Keith began her public involvement in the feminist movement in high school, where she was the founding Editor of Vanessa and Iris: A Journal for Young Feminists (1983—85), at Brookline High School, Massachusetts. During this same period she also volunteered with WAVAW (Women Against Violence Against Women) in Cambridge, MA where she participated in educational events and protest campaigns. In 1984 she was a founding member of Minor Disturbance, a protest group against militarism from a feminist perspective. In 1986 she was a founding member of Feminists Against Pornography in Northampton, MA. She is a founding editor of Rain and Thunder, a radical feminist journal in Northampton, MA.
As an activist on feminism and more recently ecological issues, Keith has had many appearances, interviews and speeches around the United States and Canada.
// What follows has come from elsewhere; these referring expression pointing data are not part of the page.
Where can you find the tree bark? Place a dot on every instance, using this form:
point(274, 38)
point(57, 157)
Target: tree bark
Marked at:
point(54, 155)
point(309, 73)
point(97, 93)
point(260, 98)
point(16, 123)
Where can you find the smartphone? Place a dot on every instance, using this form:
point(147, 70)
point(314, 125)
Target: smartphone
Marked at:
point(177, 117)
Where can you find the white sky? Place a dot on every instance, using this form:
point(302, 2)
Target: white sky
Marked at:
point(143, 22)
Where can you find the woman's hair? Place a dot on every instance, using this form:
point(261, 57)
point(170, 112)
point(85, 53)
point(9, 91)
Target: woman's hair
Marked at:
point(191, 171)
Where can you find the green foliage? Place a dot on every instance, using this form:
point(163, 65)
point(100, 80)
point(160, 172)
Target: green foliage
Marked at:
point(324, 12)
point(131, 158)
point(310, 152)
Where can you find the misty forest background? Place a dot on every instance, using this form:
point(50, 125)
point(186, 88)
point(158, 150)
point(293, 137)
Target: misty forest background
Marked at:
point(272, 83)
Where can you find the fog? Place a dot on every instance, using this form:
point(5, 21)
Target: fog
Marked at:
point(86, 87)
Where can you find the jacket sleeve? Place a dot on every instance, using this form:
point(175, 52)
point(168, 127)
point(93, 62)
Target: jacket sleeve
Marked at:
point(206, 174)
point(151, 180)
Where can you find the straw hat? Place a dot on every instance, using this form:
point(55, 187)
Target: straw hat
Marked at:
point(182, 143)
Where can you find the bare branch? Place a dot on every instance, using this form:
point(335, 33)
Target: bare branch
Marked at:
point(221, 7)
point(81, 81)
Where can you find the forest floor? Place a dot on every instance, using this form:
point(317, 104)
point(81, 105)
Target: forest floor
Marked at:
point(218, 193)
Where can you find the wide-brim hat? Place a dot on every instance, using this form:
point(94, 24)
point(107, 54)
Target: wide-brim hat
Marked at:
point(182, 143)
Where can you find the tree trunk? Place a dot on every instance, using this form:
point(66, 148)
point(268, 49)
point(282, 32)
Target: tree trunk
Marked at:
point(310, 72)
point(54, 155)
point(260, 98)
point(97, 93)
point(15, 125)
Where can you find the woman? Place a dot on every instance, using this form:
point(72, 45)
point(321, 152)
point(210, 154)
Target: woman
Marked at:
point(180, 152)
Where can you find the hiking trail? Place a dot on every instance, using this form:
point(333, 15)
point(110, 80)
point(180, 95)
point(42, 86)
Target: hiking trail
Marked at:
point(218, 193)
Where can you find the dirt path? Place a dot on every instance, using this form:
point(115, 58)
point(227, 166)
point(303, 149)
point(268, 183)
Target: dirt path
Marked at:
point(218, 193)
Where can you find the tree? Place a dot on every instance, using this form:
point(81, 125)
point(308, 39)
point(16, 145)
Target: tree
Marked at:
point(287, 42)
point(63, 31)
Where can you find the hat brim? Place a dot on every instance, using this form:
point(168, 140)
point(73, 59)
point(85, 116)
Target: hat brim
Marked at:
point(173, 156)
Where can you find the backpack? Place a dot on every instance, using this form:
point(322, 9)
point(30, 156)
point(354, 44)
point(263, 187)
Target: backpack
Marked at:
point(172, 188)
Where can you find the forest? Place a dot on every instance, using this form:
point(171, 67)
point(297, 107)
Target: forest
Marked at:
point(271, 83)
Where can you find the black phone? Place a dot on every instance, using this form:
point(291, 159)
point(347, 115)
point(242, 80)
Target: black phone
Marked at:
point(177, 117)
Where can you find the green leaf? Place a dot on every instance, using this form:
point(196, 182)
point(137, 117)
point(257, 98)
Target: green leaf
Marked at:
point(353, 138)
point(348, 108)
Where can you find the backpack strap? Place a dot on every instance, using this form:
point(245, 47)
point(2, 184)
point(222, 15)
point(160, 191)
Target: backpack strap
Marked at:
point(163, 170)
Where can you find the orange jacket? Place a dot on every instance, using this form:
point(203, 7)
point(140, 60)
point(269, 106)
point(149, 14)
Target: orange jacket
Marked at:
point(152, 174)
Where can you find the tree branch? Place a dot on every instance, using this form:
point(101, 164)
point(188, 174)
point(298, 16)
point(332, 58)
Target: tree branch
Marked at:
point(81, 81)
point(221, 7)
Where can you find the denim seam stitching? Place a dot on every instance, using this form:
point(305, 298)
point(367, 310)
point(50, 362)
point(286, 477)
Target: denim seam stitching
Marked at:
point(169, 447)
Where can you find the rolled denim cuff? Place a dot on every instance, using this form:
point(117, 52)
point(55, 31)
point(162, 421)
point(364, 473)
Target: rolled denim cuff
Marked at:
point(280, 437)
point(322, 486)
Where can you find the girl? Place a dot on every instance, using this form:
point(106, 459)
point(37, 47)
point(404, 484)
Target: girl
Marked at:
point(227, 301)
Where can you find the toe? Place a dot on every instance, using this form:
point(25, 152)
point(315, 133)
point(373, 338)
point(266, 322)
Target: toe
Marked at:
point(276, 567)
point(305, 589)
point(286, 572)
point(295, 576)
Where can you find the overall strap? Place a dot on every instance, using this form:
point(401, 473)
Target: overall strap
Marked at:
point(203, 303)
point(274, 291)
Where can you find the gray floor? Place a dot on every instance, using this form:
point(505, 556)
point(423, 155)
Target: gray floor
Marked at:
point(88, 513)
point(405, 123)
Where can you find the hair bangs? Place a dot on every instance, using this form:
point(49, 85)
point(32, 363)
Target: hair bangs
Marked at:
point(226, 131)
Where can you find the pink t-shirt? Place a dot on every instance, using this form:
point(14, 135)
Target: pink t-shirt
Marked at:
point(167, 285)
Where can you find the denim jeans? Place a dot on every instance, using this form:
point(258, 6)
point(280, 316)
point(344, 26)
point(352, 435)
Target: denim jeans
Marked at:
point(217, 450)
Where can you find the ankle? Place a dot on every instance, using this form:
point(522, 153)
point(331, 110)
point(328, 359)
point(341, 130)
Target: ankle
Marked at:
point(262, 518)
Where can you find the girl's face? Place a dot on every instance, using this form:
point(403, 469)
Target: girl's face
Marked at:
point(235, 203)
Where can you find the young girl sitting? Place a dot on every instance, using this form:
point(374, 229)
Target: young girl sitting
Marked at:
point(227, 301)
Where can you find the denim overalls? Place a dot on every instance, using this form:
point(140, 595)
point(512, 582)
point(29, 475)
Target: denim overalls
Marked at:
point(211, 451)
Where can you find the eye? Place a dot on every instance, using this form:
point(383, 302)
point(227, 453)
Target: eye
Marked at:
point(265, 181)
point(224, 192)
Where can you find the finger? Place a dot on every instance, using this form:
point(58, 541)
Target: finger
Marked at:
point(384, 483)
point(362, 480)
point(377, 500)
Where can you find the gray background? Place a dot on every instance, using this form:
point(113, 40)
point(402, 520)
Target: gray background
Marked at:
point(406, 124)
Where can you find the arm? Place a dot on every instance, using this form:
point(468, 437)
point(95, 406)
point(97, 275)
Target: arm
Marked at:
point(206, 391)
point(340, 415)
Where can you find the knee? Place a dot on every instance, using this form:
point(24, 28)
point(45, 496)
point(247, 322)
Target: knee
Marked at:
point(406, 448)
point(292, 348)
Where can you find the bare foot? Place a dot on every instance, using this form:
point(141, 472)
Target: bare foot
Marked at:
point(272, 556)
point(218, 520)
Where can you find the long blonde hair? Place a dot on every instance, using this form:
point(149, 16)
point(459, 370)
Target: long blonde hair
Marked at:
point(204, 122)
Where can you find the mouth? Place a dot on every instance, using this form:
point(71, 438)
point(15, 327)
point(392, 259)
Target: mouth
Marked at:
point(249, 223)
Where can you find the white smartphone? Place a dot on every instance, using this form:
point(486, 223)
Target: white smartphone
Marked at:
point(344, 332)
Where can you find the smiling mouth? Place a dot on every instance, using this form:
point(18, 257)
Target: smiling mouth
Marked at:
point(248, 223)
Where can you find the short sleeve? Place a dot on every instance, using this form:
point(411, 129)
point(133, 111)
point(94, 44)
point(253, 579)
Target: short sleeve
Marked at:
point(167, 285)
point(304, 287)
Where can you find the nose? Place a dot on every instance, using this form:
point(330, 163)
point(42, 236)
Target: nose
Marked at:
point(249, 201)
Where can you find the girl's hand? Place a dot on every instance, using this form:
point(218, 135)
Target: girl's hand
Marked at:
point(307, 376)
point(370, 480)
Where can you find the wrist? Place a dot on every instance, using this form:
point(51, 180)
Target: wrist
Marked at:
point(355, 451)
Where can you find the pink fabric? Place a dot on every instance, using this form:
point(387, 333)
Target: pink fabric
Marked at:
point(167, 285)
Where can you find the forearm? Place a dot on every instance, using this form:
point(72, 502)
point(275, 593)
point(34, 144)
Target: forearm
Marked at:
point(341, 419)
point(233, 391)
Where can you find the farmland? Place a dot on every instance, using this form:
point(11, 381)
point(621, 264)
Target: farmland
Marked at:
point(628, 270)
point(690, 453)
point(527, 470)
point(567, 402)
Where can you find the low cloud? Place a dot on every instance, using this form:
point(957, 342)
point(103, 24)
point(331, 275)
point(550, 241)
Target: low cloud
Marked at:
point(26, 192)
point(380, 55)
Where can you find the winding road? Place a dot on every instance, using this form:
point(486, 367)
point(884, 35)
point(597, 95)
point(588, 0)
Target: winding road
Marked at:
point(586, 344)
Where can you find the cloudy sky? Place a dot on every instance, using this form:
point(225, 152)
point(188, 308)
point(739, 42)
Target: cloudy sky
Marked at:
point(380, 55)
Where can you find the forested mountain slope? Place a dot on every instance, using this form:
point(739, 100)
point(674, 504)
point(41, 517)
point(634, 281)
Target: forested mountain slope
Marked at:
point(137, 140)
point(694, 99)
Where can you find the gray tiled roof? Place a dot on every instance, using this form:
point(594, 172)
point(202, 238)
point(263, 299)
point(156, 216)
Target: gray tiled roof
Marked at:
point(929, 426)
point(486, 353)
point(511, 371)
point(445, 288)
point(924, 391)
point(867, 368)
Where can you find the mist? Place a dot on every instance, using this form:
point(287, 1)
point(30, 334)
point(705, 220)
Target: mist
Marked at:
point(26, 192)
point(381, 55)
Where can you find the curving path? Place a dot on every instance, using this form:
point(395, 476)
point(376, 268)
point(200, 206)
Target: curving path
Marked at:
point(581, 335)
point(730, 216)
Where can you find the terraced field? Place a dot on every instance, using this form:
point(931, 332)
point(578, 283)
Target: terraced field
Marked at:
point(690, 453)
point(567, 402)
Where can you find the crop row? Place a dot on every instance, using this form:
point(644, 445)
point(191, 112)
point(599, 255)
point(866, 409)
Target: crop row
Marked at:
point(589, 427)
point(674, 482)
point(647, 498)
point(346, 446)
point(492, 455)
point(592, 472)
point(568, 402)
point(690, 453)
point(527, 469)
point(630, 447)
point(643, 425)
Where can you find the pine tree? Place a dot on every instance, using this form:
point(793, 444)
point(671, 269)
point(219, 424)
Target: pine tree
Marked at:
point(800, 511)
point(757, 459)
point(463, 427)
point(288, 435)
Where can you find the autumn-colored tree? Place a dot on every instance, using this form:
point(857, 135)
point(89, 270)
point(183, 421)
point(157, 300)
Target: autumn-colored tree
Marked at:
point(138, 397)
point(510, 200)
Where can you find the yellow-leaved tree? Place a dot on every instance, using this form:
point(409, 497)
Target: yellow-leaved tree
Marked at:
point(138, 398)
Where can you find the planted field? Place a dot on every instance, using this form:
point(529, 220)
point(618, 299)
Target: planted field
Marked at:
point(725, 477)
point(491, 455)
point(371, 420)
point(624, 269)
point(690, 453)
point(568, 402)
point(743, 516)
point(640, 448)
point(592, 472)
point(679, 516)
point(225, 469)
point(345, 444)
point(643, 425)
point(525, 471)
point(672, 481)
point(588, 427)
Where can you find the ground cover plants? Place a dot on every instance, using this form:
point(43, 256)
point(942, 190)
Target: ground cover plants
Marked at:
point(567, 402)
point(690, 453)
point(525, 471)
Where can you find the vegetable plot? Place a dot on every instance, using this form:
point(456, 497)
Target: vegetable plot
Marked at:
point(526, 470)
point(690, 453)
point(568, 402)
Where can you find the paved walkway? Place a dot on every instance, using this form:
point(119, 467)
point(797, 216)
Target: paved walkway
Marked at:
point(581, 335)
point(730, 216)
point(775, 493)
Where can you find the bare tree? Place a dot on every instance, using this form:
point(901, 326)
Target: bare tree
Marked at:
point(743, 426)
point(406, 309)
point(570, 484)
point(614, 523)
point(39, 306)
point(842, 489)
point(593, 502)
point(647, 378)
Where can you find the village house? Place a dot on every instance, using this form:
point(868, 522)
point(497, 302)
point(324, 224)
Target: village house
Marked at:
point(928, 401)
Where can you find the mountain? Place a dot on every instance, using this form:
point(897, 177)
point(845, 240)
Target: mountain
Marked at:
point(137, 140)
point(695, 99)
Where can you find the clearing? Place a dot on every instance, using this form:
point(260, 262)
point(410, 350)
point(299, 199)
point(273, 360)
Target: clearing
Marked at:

Keith was an early public advocate of the American local food movement. In a 2006 Boston Globe human interest story, she said ``I like knowing that I'm supporting the local economy and not corporate America," In The Vegetarian Myth (2009), she sees agriculture as destroying entire ecosystems, such as the American prairie. Agriculture also destroys topsoil. Keith includes “slavery, imperialism, militarism, class divisions, chronic hunger, and disease” as historical outcomes of over-dependence on mass cultivation.
Keith's most recent book is Food, Justice, and Sustainability (2009), an examination of the ecological effects of agriculture and vegetarianism. Pulitzer Prize winning author Alice Walker endorsed it saying "[The Vegetarian Myth] is one of the most important books people, masses of them, can read, as we try with all our might, intelligence, skill, hope, dream, and memory, to turn the disastrous course the planet is on."
Keith is associated with the Deep Green Resistance movement. Her views have attracted negative attention from some vegetarians, what one journalist has called a "Vegan War". Vegan dietician Ginny Messina blogged that Keith's latest effort is "page after page of contradictions, fabrications, and misinterpretations," and that it "is ultimately a sad book."
Keith is currently working on a book with Aric McBay and Derrick Jensen about "resistance strategy" as part of the Deep Green Resistance movement.